A geographic approach to housing price prediction

The neighborhood is an important factor when you look for a house.
How can we evaluate the geographic value?

🛒 Introduction

Initial meetings with real estate clients often involve a reality check around price expectations. For example, a buyer comes in expecting they can get much more for their money than is reasonable given the market. Alternatively, a seller assumes they can get a price much higher than is typical due to anecdotal evidence that the market is much hotter. Depending on the disconnect's severity, these meetings can be tense and time-consuming as they are less likely to end in a transaction.
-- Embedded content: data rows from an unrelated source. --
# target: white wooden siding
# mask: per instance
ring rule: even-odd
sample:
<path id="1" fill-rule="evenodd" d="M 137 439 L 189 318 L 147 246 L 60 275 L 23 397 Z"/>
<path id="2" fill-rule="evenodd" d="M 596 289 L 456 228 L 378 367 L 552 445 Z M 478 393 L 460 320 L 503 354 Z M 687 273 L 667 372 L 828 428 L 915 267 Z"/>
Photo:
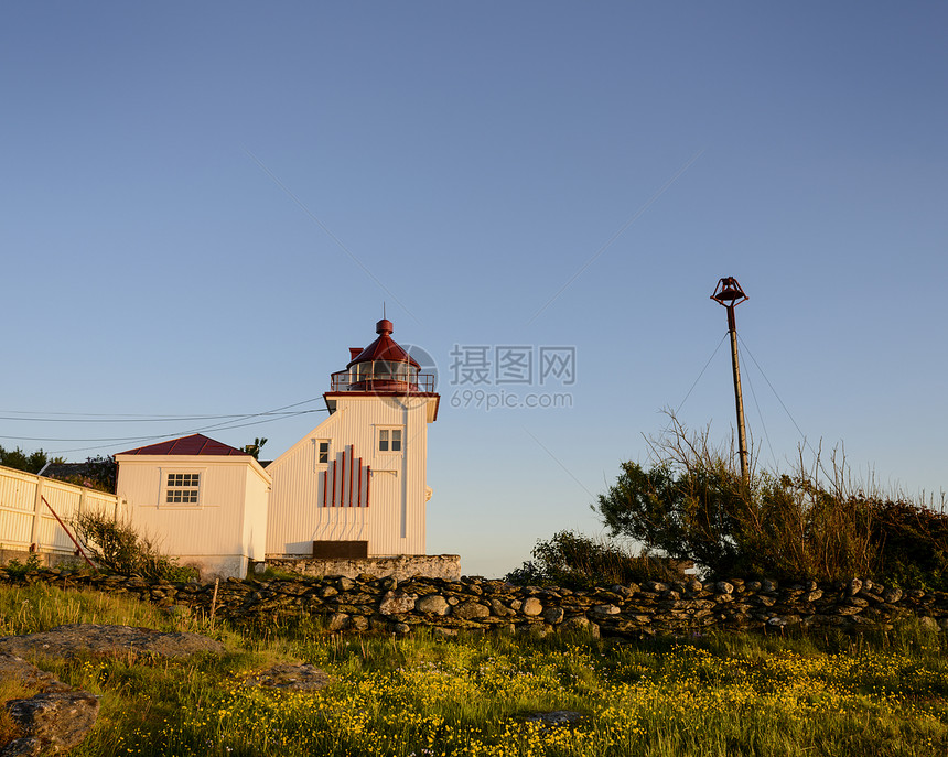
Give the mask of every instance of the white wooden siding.
<path id="1" fill-rule="evenodd" d="M 257 559 L 262 552 L 270 477 L 256 461 L 224 455 L 119 455 L 118 461 L 118 490 L 132 504 L 132 523 L 163 552 L 183 560 Z M 187 472 L 201 473 L 200 504 L 160 501 L 168 474 Z"/>
<path id="2" fill-rule="evenodd" d="M 367 541 L 371 556 L 424 554 L 430 398 L 337 396 L 336 412 L 278 457 L 267 528 L 268 554 L 310 554 L 313 541 Z M 402 451 L 379 452 L 379 428 L 400 428 Z M 371 467 L 368 507 L 323 507 L 315 440 L 331 459 L 353 445 Z"/>

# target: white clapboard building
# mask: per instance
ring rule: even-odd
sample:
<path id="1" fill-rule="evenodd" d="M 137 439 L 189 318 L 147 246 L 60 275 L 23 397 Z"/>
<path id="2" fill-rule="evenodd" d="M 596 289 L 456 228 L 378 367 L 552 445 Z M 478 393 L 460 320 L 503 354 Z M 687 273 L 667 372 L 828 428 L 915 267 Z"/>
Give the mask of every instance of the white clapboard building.
<path id="1" fill-rule="evenodd" d="M 392 338 L 351 348 L 331 376 L 328 418 L 266 469 L 194 434 L 119 453 L 117 491 L 132 523 L 205 575 L 239 575 L 266 556 L 424 554 L 433 374 Z"/>

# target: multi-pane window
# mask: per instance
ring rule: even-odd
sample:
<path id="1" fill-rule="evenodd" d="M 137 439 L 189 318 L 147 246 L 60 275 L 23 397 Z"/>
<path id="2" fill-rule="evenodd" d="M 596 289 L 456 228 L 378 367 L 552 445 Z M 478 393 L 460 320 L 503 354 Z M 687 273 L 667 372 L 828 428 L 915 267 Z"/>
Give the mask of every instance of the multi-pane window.
<path id="1" fill-rule="evenodd" d="M 378 451 L 401 452 L 401 429 L 379 429 Z"/>
<path id="2" fill-rule="evenodd" d="M 197 505 L 200 473 L 170 473 L 164 501 L 169 505 Z"/>

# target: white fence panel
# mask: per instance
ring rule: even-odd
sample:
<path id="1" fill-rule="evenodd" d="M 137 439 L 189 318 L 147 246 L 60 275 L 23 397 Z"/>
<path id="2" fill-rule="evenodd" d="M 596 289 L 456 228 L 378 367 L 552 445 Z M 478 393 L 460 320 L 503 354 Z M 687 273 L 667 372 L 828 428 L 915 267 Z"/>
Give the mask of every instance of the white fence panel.
<path id="1" fill-rule="evenodd" d="M 0 548 L 72 553 L 73 540 L 53 512 L 69 527 L 76 515 L 91 511 L 127 515 L 116 495 L 0 466 Z"/>

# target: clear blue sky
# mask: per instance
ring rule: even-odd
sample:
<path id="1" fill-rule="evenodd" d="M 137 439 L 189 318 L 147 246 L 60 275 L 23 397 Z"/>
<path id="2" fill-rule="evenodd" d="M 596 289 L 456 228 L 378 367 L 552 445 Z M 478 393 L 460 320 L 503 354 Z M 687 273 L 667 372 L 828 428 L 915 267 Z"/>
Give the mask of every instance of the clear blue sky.
<path id="1" fill-rule="evenodd" d="M 441 375 L 429 551 L 503 574 L 600 531 L 589 505 L 647 462 L 662 408 L 687 396 L 680 418 L 730 439 L 709 295 L 733 275 L 761 464 L 799 426 L 884 487 L 948 484 L 944 3 L 3 15 L 3 446 L 83 459 L 219 422 L 18 413 L 320 398 L 385 301 Z M 454 345 L 574 347 L 568 387 L 477 387 L 572 408 L 452 407 L 474 389 L 450 383 Z M 273 457 L 322 418 L 205 433 Z"/>

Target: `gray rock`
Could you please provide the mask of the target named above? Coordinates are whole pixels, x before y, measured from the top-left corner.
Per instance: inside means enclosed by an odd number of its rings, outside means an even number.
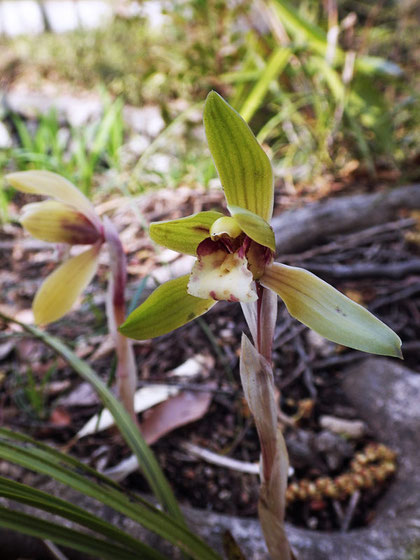
[[[370,527],[342,534],[320,533],[289,525],[290,543],[298,560],[407,560],[409,549],[415,542],[420,542],[420,375],[399,365],[396,360],[369,358],[347,370],[344,390],[376,439],[398,453],[396,480],[379,503]],[[40,487],[101,514],[115,526],[158,547],[168,558],[181,558],[158,537],[145,533],[133,521],[87,496],[80,496],[53,481],[44,482]],[[7,503],[4,499],[0,501]],[[257,520],[192,508],[183,510],[191,528],[219,552],[222,552],[223,532],[229,529],[247,560],[268,560]],[[10,540],[10,533],[0,529],[0,544],[8,538]],[[13,540],[14,546],[23,546],[23,542],[25,539],[19,537]],[[73,560],[73,556],[69,555],[69,558]]]
[[[378,441],[398,453],[398,473],[368,528],[320,533],[288,526],[299,560],[407,560],[420,542],[420,375],[396,360],[369,358],[346,371],[344,390]],[[187,517],[220,550],[228,528],[249,560],[267,560],[258,522],[194,511]]]

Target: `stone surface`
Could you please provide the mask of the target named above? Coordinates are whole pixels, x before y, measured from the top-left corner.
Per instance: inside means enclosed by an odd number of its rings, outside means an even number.
[[[298,560],[408,560],[408,550],[420,542],[420,375],[404,368],[397,360],[383,358],[369,358],[345,373],[344,390],[358,415],[377,441],[398,453],[396,480],[380,501],[370,527],[348,533],[320,533],[287,526],[289,540]],[[171,550],[158,537],[87,496],[80,496],[51,480],[39,487],[102,515],[158,547],[168,558],[181,558],[178,551]],[[7,503],[4,499],[0,502]],[[247,560],[269,559],[257,520],[183,509],[189,525],[216,550],[221,552],[223,532],[229,529]],[[11,541],[10,533],[0,530],[0,547],[7,539]],[[23,547],[23,543],[31,546],[33,542],[19,536],[12,541],[15,547],[20,544]],[[68,557],[71,560],[80,558],[72,553]]]
[[[398,453],[396,480],[370,527],[328,534],[289,526],[289,540],[299,560],[407,560],[420,542],[420,375],[369,358],[346,371],[344,390],[375,438]],[[257,521],[188,510],[187,517],[215,548],[229,528],[248,560],[268,560]]]

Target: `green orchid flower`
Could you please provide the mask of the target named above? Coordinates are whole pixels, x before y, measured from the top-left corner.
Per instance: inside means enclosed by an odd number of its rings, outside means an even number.
[[[150,225],[156,243],[194,255],[196,261],[191,274],[158,287],[120,332],[139,340],[166,334],[219,300],[241,302],[252,330],[250,319],[268,288],[293,317],[325,338],[364,352],[402,357],[400,338],[364,307],[314,274],[274,262],[269,225],[273,173],[266,153],[246,122],[216,92],[207,97],[204,125],[230,216],[199,212]]]

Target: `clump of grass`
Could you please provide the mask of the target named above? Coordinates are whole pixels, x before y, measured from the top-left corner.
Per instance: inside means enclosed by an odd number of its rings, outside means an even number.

Predicting the house price with the house features is a standard machine learning topic. And the neighborhood is usually an essential factor that influences the housing prices. However, neighborhoods are seldom arbitrarily defined. Sometimes there are neighborhoods within a broader neighborhood, and sometimes the neighborhoods consist of just a few blocks. What if we could estimate the geographic value of the house instead of labeling each house with a few pre-defined neighborhoods? Could this continuous feature improve the price prediction model? This project explores the housing sales data in Ames, IA. Various machine learning models were explored, and the final results were deployed in a preliminary interactive dashboard (R Shiny).

🖥️ Exploratory data analysis

Visualization of the neighborhoods

As seen in one of my previous projects, New York City: Booms and Blooms, neighborhoods bloom through a series of construction booms and development in the city/town. The age of the houses is first visualized in the image below. As the neighborhood name indicates, the Old Town neighborhood was the oldest in Ames. And then, new neighborhoods formed one-by-one around the Old Town and became the current Ames. The newest neighborhoods were near the town perimeter.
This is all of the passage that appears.